Hari ini, selasa 25 Maret 2008. Beberapa hari ini terus terang aku sangat mengkhawatirkan akan terjadinya sesuatu hal, yang jujur kukatakan aku sangat sulit untuk membayangkan seandainya itu terjadi. Saat ini sedang dalam masa psikologis dekat-dekatnya kedua anakku, Huda dan Syifa. Dari hari ke hati makin kusadari betapa mereka begitu polos, dan lucu, sekaligus begitu pengertian terhadap kesulitan yang aku hadapi. Contohnya, saat-saat ini, menjelang gajian, mereka dengan penuh pengertiannya, menyesuaikan apa yang menjadi keinginan mereka dengan kondisi finansialku.
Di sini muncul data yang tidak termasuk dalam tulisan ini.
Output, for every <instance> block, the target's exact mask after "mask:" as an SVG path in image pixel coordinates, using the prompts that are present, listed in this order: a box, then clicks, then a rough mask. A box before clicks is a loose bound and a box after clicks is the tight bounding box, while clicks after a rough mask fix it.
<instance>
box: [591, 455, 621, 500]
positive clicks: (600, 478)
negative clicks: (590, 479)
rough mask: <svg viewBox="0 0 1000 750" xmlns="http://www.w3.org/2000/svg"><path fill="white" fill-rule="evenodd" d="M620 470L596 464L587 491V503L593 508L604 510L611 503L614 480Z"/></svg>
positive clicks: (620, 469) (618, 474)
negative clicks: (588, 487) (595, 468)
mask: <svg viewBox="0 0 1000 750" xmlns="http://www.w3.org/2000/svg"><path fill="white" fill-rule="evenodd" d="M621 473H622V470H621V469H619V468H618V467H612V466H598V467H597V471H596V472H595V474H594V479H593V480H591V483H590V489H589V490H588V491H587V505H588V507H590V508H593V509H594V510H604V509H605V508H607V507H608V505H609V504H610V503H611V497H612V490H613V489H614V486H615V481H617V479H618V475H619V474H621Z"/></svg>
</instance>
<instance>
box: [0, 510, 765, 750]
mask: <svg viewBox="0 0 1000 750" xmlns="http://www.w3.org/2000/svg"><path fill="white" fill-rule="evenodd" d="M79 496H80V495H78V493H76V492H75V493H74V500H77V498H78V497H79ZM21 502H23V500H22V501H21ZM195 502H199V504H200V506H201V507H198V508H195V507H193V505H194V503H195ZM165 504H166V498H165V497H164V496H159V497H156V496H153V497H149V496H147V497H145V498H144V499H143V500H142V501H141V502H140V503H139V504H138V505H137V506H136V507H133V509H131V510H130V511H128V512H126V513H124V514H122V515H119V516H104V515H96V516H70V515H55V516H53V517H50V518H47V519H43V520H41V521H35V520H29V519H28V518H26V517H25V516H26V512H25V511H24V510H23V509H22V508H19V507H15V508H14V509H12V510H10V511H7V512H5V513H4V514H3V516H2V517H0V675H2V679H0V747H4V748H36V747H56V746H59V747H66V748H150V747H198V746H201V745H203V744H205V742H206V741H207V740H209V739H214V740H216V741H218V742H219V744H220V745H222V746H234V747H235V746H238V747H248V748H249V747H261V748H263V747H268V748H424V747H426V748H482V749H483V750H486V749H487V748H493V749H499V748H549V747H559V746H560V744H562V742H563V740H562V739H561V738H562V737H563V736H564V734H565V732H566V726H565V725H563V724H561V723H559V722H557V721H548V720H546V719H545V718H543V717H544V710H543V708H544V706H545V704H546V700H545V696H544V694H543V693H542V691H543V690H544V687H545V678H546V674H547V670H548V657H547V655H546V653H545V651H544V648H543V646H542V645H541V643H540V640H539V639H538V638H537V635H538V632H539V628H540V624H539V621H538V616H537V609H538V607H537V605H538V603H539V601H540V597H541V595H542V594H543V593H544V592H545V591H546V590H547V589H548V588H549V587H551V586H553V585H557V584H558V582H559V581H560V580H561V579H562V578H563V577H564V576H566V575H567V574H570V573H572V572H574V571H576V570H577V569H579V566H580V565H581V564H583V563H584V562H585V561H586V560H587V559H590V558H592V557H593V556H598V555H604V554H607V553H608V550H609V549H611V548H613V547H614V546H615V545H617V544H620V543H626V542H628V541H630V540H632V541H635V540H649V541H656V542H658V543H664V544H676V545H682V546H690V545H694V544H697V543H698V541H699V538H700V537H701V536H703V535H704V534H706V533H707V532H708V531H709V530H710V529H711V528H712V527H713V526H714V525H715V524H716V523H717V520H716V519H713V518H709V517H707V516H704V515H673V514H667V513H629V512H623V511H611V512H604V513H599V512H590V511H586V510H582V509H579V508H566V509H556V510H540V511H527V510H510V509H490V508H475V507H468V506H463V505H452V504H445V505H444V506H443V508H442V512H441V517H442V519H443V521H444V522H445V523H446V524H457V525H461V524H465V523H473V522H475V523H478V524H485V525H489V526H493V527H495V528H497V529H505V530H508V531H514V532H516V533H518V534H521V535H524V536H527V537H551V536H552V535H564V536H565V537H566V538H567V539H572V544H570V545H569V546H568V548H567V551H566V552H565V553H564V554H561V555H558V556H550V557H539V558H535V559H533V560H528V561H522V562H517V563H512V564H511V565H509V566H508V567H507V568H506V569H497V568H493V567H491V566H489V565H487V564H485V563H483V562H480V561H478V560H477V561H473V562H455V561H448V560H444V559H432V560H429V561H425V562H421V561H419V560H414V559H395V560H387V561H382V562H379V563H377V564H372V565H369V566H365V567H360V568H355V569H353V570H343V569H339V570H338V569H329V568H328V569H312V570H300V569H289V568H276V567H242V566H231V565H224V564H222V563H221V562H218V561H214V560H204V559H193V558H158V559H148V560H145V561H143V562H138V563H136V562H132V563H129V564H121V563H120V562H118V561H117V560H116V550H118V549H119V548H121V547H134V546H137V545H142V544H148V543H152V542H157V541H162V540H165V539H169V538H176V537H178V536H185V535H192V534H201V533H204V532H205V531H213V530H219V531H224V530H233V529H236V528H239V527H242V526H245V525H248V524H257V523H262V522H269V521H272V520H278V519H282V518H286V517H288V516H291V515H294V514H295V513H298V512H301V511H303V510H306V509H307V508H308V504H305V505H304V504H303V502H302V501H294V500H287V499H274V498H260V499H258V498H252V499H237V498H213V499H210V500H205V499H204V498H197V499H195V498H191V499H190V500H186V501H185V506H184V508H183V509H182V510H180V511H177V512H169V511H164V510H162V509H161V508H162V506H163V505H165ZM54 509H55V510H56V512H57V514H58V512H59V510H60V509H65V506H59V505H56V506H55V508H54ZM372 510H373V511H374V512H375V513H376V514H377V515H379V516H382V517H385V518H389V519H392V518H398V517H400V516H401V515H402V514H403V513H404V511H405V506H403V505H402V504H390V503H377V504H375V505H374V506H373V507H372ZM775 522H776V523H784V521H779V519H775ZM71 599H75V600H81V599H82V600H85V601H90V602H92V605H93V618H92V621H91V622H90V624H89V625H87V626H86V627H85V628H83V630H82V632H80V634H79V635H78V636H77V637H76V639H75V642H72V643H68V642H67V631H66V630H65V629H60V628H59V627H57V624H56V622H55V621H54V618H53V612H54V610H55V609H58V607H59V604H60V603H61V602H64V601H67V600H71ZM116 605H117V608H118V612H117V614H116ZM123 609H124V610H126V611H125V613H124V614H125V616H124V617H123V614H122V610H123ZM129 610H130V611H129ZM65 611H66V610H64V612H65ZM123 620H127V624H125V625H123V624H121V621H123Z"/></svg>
Syifa berkata, “Papa, nanti kalo udah gajian, beliin aku ini dan itu ya...”. Aku terharu dan sangat tersentuh, ketika kutahu dia sangat menginginkan sesuatu tapi seolah dia tahu bahwa itu akan lebih baik diminta saat aku udah gajian. Akupun menjawab bahwa kalo hanya untuk permintaan seperti itu sih, tidak perlu menunggu gajian, --kebetulan aku terima hari ini. Masa penantian terima gaji yang cukup panjang dari kantor, yang betapapun, seberapa besar kecilnya harus aku syukuri. Hari-hari ini memang aku harus lebih banyak membangun jiwa, memberikan penekanan pencerahan kepada diriku mengenai orientasi hidup, berpikir tentang masa depan yang tidak sependek setahun dua tahun, sewindu dua windu, atau sedikit lebih panjang selama hidup di dunia, melainkan mencoba berpikir keluar dari itu bahwa hidup di dunia adalah bagian kecil yang penting, yang menjadi dasar dan ujian untuk dapat kita nikmati hasil ujian tersebut saat nanti di kehidupan setelah dunia. Juga semestinya aku berpikir untuk lebih menyeimbangkan orientasi dunia dan akhirat, menyeimbangkan apa yang menjadi prioritas dan bukan prioritas, lebih mewaspadai apa yang masuk pada kategori godaan-godaan terhadap upaya untuk meniti jalan yang semestinya aku tempuh.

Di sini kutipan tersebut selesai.